The decision reportedly came after a weekend of meetings with the other two final candidates for the job — Hewlett Packard chief executive Meg Whitman and the departing CEO of GE Jeff Immelt. In a tweet on Sunday, Immelt said that he would not be the new chief executive of Uber after it became clear that he would not get the job, sources told Recode.
Uber's board of directors initially leaned towards Whitman. However, they could not agree on the terms in which she would take over, such as less involvement for ousted CEO and founder Travis Kalanick and more board control, Recode reports. Last month, Whitman denied having any interest in the position saying she is "not going anywhere" and added that "speculation about my future and Uber has become a distraction".
An Uber board spokesperson said in statement: "The Board has voted and will announce the decision to the employees first."
Iranian-American Khosrowshahi came to the US with his parents as a child back in 1978 after the Iranian Revolution. He graduated from Brown University with a bachelor's degree in engineering.
Expedia, the popular travel company based in Bellevue Washington, has expanded to over 60 countries under his leadership. He has led the firm through a series of acquisitions including home rental site HomeAway and bookings sites Orbitz Worldwide and Travelocity.
Khosrowshahi previously worked at IAC/InterActive Corp and is on the board of the New York Times Company and sports merchandise firm Fanatics Inc. He has also been an outspoken critic of President Donald Trump as well and has condemned his travel ban saying it "represents the worst of his proclivity toward rash action versus thoughtfulness".

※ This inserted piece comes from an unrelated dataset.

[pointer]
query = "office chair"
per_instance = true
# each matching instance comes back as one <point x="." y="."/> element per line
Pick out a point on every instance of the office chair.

Expedia was also one of the first in the tech sector to file a legal challenge to Trump's travel ban.
Khosrowshahi will be tasked with reviving Uber's image after a tumultuous eight months of controversies that plagued the firm and is expected to usher in a new company culture and style of governance.
Since the beginning of the year, Uber was hit with allegations of sexual harassment that led to an internal probe, a high-stakes lawsuit with Google's Waymo over self-driving technology, a federal investigation over the use of its secret Greyball tool used to deceive regulators and a slew of top executive departures among other controversies.
Uber founder and chief executive Travis Kalanick eventually stepped down from the position after a group of board members demanded an immediate change in leadership. The search for a new replacement, which lasted all summer, was marred with infighting and rumours that Kalanick was looking to make a comeback and "Steve Jobs" his way back into the role.
Khosrowshahi will also be expected to fill a number of executive vacancies at Uber including a new chief operating officer, chief financial officer and general counsel.
Kalanick has not publicly commented on the expected appointment of a new Uber CEO. Earlier, he said that he would support the incoming executive "to guide Uber into its next phase of growth and ensure its continued success".